Honorable Jesse E. Eschbach, Senior U.S. Circuit Judge for the Seventh Circuit, sitting by designation
In Bonner v. City of Prichard, 661 F.2d 1206 (11th Cir. 1981) (en banc), this court adopted as binding precedent all decisions of the former Fifth Circuit rendered prior to October 1, 1981)
Where, as in this case, the discovery of out of court influence is discovered before the jury verdict, the inquiry is whether the extrinsic factual matter would likely taint the jury's deliberation
Fed.R.Evid. 606(b) provides:
Upon an inquiry into the validity of a verdict or indictment, a juror may not testify as to any matter or statement occurring during the course of the jury's deliberations or to the effect of anything upon his or any other juror's mind or emotions as influencing him to assent to or dissent from the verdict or indictment or concerning his mental processes in connection therewith, except that a juror may testify on the question whether extraneous prejudicial information was improperly brought to the jury's attention or whether any outside influence was improperly brought to bear upon any juror.

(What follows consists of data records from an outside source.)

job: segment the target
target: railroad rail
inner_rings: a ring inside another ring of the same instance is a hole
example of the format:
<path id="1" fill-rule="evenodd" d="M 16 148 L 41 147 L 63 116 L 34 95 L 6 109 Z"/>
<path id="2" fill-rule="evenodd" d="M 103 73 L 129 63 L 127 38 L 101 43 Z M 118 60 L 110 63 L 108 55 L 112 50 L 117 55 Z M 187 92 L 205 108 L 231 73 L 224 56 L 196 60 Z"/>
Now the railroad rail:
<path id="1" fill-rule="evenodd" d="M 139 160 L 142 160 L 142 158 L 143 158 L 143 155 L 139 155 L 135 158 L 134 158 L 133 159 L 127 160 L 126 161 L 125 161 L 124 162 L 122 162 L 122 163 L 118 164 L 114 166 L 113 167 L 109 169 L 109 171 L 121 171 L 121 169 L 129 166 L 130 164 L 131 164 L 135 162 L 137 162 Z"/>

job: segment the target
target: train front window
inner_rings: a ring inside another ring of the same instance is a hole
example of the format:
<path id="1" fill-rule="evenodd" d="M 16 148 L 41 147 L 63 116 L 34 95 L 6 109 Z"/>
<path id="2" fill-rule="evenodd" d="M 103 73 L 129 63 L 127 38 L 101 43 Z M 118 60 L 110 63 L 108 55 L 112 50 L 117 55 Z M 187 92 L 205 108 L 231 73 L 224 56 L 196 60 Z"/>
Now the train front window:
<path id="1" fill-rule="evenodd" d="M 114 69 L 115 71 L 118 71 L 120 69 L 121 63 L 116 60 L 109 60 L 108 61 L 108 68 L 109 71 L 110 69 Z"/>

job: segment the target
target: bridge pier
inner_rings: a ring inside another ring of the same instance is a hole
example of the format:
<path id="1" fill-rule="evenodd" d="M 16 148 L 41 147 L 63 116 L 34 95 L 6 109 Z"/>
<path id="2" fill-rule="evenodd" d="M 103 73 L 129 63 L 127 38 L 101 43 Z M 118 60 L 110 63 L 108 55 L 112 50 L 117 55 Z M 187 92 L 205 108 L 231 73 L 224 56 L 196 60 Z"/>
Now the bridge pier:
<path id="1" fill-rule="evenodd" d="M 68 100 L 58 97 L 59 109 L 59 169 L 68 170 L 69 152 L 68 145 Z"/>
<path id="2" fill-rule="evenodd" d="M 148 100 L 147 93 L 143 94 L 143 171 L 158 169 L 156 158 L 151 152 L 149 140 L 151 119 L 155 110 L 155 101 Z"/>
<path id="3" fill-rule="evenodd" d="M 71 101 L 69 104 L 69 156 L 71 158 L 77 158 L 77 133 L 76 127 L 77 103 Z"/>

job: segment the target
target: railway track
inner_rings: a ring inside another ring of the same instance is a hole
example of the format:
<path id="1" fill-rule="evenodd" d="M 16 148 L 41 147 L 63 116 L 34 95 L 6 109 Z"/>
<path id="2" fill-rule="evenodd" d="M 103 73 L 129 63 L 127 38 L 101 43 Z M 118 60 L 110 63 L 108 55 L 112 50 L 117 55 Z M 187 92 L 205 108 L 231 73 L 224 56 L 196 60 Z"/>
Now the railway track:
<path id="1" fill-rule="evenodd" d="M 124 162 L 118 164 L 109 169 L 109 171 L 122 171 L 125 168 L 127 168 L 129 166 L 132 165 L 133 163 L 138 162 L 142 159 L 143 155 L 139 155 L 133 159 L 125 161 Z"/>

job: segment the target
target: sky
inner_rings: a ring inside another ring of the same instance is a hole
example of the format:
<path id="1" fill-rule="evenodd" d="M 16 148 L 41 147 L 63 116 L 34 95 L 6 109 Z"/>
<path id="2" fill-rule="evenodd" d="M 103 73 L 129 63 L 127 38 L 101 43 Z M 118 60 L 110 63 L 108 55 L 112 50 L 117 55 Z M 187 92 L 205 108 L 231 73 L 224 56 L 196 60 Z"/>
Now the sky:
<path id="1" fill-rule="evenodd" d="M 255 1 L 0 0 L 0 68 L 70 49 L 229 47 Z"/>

Nor may his affidavit or evidence of any statement by him concerning a matter about which he would be precluded from testifying be received for these purposes.
This rule is relevant only in those inquiries which occur after the return of a verdict or issuance of an indictment. See United States v. Badolato, 710 F.2d 1509, 1515 (11th Cir. 1983); United States v. Howard, 506 F.2d at 869.